Так Вера Сергеевна очутилась в Снегиревке. Новая обстановка, новая работа, новые вокруг люди… И встретили ее хорошо. Поселили в старом, но еще крепком учительском доме. С крыльца этого дома открывался просторный вид на озеро, на деревню, на синеющие за деревней леса. По вечерам, когда смолкал наконец школьный шум, тишина вокруг устанавливалась такая, что ныло в ушах. Но и эта тишина не приносила успокоения. В тишине еще явственней, еще отчетливей раздавался стук каблуков по деревянной лестнице. Вера Сергеевна не знала, что и делать. Но уже где-то на третий день к ней в дом заявилась школьная уборщица баба Маня.
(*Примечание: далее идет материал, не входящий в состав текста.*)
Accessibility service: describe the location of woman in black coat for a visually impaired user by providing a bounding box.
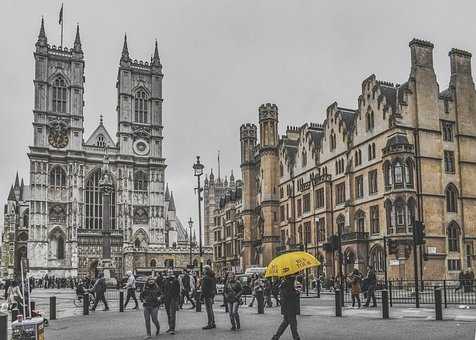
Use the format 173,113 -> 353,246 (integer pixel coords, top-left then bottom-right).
272,276 -> 300,340
140,277 -> 160,339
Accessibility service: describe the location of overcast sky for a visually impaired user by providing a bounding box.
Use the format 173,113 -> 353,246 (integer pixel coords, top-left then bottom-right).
0,0 -> 476,235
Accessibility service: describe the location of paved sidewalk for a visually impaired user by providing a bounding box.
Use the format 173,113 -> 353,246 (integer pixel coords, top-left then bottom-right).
46,306 -> 476,340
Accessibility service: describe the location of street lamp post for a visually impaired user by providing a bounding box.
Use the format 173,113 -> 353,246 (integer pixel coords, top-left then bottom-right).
193,156 -> 204,275
188,217 -> 193,268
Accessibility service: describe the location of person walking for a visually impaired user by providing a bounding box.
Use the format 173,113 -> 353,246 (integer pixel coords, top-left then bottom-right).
91,273 -> 109,312
224,272 -> 243,331
140,277 -> 160,339
271,276 -> 300,340
163,269 -> 180,334
364,266 -> 377,307
350,268 -> 362,308
124,271 -> 139,309
202,265 -> 217,329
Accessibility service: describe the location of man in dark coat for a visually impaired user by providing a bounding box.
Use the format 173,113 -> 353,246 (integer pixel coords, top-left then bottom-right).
364,266 -> 377,307
202,265 -> 217,329
91,273 -> 109,311
272,276 -> 300,340
163,269 -> 180,334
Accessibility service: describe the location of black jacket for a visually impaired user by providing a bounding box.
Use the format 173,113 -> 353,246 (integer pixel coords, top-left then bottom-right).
140,283 -> 161,307
279,280 -> 299,317
202,272 -> 217,298
163,276 -> 180,302
224,280 -> 243,303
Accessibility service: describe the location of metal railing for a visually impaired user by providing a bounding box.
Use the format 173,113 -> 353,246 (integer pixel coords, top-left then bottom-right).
344,280 -> 476,308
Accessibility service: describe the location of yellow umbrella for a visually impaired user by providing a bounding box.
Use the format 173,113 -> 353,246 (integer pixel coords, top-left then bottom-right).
265,251 -> 321,277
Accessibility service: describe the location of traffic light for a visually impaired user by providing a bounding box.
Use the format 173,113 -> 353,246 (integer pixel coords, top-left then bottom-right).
387,238 -> 398,254
413,221 -> 425,245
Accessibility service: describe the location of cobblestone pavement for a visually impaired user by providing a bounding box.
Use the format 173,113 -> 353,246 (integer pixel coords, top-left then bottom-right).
5,289 -> 476,340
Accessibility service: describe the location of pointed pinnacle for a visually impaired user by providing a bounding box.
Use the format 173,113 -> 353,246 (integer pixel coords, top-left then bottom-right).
36,17 -> 48,46
73,24 -> 82,52
121,33 -> 130,61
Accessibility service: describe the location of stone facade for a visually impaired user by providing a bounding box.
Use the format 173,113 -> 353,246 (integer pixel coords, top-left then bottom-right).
2,20 -> 211,277
210,177 -> 243,273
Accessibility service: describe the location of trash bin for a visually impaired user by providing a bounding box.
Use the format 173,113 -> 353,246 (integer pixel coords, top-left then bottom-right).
12,317 -> 45,340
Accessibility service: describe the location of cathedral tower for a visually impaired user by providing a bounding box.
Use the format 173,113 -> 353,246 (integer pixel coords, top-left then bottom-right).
259,103 -> 279,265
240,124 -> 257,268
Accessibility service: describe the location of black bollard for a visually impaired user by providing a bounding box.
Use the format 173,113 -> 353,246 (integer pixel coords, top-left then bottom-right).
195,290 -> 202,313
335,289 -> 342,316
296,293 -> 301,315
256,291 -> 264,314
12,308 -> 18,322
83,293 -> 89,315
382,289 -> 390,319
119,290 -> 124,312
50,296 -> 56,320
0,313 -> 8,340
435,288 -> 443,320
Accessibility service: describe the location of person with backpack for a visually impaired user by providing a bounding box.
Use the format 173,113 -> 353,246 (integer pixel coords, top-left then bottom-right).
124,271 -> 139,309
91,273 -> 109,312
202,265 -> 217,329
140,277 -> 161,339
180,270 -> 195,309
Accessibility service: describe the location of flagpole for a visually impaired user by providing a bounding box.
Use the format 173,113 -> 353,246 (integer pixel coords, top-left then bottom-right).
60,3 -> 64,48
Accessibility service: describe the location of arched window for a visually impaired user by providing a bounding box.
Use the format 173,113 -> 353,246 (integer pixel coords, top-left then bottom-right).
383,161 -> 392,190
344,248 -> 355,274
85,169 -> 116,229
96,134 -> 106,148
355,210 -> 365,233
393,160 -> 403,187
369,246 -> 385,273
56,236 -> 64,260
336,215 -> 345,233
23,209 -> 30,229
395,199 -> 405,233
448,222 -> 460,251
404,159 -> 413,188
445,184 -> 458,212
53,77 -> 66,113
301,150 -> 307,168
48,227 -> 65,260
407,197 -> 416,226
366,111 -> 374,131
134,91 -> 149,124
134,171 -> 148,191
49,165 -> 66,187
384,200 -> 393,234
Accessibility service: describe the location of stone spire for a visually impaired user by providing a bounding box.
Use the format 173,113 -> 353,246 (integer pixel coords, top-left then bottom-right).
73,24 -> 83,53
165,183 -> 170,201
121,34 -> 131,62
36,17 -> 48,47
151,39 -> 161,66
20,178 -> 25,201
8,185 -> 16,201
15,171 -> 20,190
169,191 -> 175,211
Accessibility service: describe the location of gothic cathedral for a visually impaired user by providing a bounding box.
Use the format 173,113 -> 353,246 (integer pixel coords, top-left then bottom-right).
2,20 -> 205,277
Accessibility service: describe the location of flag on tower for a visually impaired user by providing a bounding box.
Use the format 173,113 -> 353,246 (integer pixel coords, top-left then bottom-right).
58,4 -> 63,25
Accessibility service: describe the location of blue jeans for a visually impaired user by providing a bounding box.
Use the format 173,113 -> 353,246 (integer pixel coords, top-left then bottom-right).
227,301 -> 240,329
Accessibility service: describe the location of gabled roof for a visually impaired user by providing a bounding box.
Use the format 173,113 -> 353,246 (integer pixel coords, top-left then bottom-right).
86,119 -> 115,147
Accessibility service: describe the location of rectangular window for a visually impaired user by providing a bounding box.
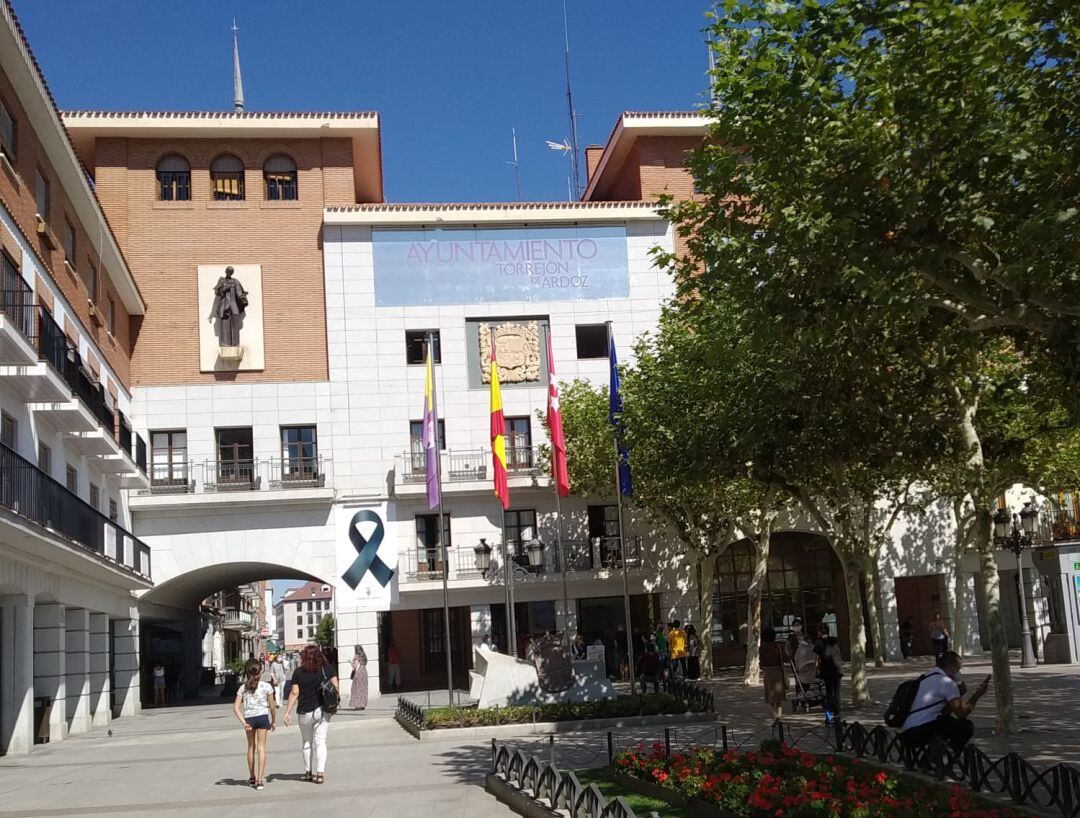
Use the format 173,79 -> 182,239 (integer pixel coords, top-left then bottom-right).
0,412 -> 18,452
0,103 -> 17,157
575,324 -> 607,358
150,429 -> 188,487
416,513 -> 453,574
64,219 -> 75,261
33,169 -> 50,225
507,415 -> 532,471
408,420 -> 446,474
405,330 -> 443,364
81,259 -> 97,304
281,426 -> 319,482
503,509 -> 537,556
214,426 -> 255,488
421,608 -> 446,672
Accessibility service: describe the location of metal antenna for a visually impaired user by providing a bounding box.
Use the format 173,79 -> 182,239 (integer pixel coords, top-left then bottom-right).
563,0 -> 581,201
507,128 -> 522,201
232,17 -> 244,113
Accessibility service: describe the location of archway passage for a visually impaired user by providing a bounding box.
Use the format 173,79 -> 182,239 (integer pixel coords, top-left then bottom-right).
713,532 -> 849,668
138,562 -> 328,706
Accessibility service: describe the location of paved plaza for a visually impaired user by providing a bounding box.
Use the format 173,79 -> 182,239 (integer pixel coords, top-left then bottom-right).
0,659 -> 1080,818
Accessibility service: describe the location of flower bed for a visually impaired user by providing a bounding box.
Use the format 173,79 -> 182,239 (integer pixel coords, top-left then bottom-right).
424,693 -> 696,729
612,741 -> 1021,818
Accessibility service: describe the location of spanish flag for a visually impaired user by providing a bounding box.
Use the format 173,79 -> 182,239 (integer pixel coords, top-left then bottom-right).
491,340 -> 510,509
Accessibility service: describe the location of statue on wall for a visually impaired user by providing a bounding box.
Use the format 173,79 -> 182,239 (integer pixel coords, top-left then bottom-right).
210,267 -> 247,348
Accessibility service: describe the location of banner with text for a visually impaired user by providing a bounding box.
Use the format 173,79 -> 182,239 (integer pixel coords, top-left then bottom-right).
372,225 -> 630,307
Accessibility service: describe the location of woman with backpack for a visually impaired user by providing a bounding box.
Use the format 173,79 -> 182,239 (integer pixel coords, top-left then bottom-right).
285,645 -> 341,783
232,659 -> 278,790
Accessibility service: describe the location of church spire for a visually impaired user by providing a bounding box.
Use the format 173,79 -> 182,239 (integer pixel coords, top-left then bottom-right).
232,17 -> 244,113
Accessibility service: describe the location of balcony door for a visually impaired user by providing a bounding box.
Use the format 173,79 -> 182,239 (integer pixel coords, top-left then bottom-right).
150,431 -> 188,487
214,427 -> 255,488
281,426 -> 319,483
507,415 -> 532,471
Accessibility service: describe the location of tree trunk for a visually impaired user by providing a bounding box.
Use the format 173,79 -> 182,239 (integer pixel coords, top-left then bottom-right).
949,502 -> 969,656
870,551 -> 889,667
698,554 -> 716,679
743,519 -> 772,687
862,560 -> 885,668
974,498 -> 1016,735
836,551 -> 870,707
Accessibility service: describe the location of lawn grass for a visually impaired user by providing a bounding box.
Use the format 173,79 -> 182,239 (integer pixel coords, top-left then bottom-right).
573,767 -> 687,818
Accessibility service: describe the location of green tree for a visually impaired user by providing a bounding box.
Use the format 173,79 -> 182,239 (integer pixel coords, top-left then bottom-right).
315,614 -> 337,647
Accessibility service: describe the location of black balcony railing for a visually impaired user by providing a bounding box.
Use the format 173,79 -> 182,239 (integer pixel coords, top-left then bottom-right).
135,434 -> 146,474
203,460 -> 262,492
269,455 -> 325,488
0,262 -> 38,344
144,460 -> 194,494
0,444 -> 150,578
38,306 -> 70,377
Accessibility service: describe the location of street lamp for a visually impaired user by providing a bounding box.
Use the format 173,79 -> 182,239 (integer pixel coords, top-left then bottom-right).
994,500 -> 1039,668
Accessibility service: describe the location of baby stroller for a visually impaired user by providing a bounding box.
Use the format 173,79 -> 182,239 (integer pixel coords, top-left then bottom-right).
791,642 -> 825,713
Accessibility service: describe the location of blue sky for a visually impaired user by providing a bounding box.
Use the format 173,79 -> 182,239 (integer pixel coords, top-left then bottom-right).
21,0 -> 708,201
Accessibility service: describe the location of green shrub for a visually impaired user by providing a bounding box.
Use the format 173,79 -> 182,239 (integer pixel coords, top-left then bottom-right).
416,693 -> 690,729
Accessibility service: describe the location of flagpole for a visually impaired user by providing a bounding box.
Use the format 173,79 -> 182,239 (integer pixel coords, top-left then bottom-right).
606,321 -> 637,693
428,331 -> 454,707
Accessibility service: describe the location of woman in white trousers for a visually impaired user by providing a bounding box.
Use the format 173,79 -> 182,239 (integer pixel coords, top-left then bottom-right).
285,645 -> 340,783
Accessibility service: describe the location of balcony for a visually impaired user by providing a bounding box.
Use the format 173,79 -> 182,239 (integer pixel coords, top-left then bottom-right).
0,444 -> 150,588
131,453 -> 334,510
221,608 -> 255,631
394,446 -> 551,497
400,537 -> 645,585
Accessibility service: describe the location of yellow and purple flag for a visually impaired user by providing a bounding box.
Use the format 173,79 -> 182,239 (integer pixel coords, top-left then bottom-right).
422,345 -> 442,508
491,340 -> 510,509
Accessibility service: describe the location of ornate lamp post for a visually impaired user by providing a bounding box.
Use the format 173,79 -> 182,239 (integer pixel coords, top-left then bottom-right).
994,501 -> 1039,668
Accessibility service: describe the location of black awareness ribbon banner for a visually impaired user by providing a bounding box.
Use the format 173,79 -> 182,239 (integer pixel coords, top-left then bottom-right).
341,509 -> 394,590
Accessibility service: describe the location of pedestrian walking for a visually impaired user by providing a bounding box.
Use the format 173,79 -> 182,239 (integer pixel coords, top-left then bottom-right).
757,628 -> 787,724
930,611 -> 949,659
349,645 -> 367,710
232,659 -> 278,790
686,625 -> 701,679
667,619 -> 686,679
285,645 -> 341,783
813,622 -> 843,724
152,661 -> 165,707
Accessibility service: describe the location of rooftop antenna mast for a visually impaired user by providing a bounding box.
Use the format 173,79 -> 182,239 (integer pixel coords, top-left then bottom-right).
232,17 -> 244,113
563,0 -> 581,200
507,128 -> 522,201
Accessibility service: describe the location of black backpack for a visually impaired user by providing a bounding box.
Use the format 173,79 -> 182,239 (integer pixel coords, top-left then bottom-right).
319,666 -> 341,715
882,673 -> 937,728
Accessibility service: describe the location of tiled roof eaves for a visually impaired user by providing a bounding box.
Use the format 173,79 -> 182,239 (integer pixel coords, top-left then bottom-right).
325,201 -> 657,213
62,110 -> 379,121
3,0 -> 146,309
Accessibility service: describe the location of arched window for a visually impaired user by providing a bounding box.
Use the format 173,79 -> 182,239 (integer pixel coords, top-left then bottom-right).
262,153 -> 300,201
210,153 -> 244,202
158,153 -> 191,202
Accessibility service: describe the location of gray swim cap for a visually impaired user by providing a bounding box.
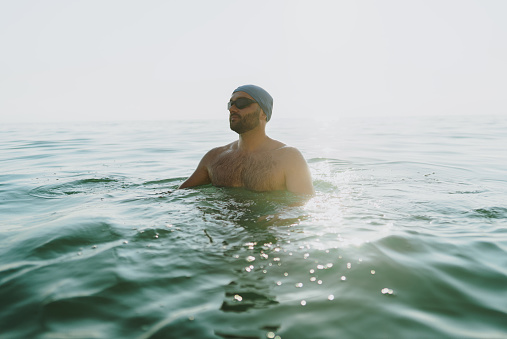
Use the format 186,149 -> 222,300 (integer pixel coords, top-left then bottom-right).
232,85 -> 273,121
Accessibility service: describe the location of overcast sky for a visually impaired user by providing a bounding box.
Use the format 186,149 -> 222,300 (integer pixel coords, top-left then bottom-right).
0,0 -> 507,123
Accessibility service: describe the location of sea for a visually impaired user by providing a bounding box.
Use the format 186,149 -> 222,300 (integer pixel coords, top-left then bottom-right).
0,115 -> 507,339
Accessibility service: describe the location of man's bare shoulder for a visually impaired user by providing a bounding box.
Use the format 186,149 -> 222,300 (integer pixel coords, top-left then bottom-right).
204,141 -> 237,161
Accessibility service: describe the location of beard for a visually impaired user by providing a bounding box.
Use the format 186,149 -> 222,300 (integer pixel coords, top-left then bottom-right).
230,108 -> 261,134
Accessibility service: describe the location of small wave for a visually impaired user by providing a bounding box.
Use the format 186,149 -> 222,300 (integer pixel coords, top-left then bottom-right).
467,207 -> 507,219
28,178 -> 118,199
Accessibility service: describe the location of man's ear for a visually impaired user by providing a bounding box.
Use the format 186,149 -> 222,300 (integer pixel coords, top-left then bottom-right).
261,109 -> 268,122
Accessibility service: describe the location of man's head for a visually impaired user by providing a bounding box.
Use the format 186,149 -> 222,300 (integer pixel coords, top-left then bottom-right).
232,85 -> 273,121
228,92 -> 266,134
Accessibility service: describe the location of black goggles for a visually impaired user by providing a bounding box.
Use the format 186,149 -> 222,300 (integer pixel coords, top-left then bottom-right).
227,98 -> 257,109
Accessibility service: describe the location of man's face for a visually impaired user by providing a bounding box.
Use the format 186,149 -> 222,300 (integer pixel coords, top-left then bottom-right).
229,92 -> 261,134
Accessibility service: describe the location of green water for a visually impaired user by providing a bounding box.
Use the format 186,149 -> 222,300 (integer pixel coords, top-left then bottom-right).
0,117 -> 507,339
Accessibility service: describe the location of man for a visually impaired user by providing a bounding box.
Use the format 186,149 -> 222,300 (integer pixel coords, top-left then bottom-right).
180,85 -> 314,194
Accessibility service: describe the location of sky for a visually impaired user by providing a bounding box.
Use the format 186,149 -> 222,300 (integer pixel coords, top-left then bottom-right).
0,0 -> 507,123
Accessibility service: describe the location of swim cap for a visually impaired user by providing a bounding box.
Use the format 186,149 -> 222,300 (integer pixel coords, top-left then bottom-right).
232,85 -> 273,121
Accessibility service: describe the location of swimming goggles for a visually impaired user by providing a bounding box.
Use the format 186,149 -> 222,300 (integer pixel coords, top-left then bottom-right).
227,98 -> 257,109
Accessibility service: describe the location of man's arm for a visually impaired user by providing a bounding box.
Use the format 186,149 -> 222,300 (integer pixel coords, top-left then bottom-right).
285,147 -> 315,194
179,151 -> 211,188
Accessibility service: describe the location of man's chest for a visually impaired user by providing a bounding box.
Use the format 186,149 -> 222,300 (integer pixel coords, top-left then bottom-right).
208,152 -> 285,191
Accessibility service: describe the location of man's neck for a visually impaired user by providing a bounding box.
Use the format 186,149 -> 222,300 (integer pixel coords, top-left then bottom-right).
238,128 -> 270,152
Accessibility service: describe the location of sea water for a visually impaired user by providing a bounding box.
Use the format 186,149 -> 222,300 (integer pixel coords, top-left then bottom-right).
0,116 -> 507,339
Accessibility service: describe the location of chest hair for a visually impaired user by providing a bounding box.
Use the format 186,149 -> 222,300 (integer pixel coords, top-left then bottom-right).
211,152 -> 282,191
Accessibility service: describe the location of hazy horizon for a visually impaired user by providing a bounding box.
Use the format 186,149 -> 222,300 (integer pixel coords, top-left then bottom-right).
0,0 -> 507,123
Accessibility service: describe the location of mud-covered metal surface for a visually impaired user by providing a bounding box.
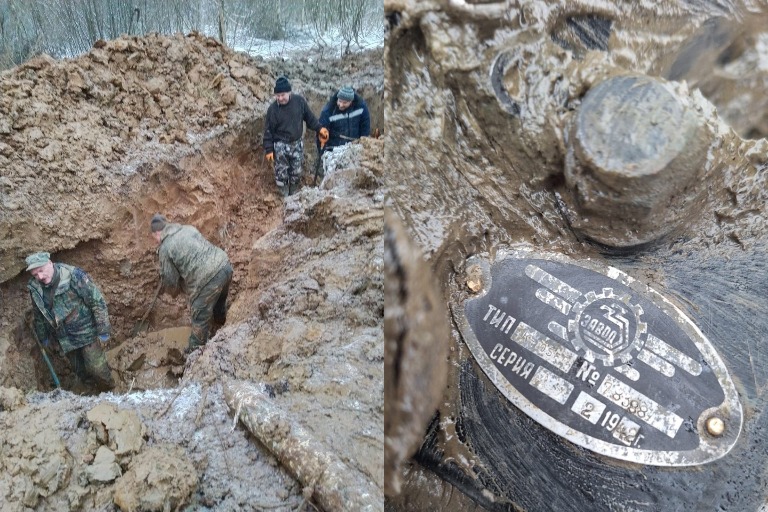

— А ты, девка, что смурная ходишь? Молодая, красивая, что тебе еще надобно? Ну, распустила крылья… Придется мне, старухе, взять над тобой шефство. — С той поры баба Маня не стала давать ей ни минуты покоя. Будила еще на рассвете, заставляла выгонять в поле свою корову Сивку, потом встречать ее с поля. То затевала походы в лес — за грибами, за земляникой, то предлагала: — А не наладиться ли нам с тобой, Веруша, в колхоз ходить? Лен поднимать. Знаешь, сколько на льне заработать можно? По пятнадцати рубликов в день. А с деньгами в кармане, глядишь, и жизнь веселее пойдет.

— Да какой лен? У вас же хозяйство! Когда только и управляетесь?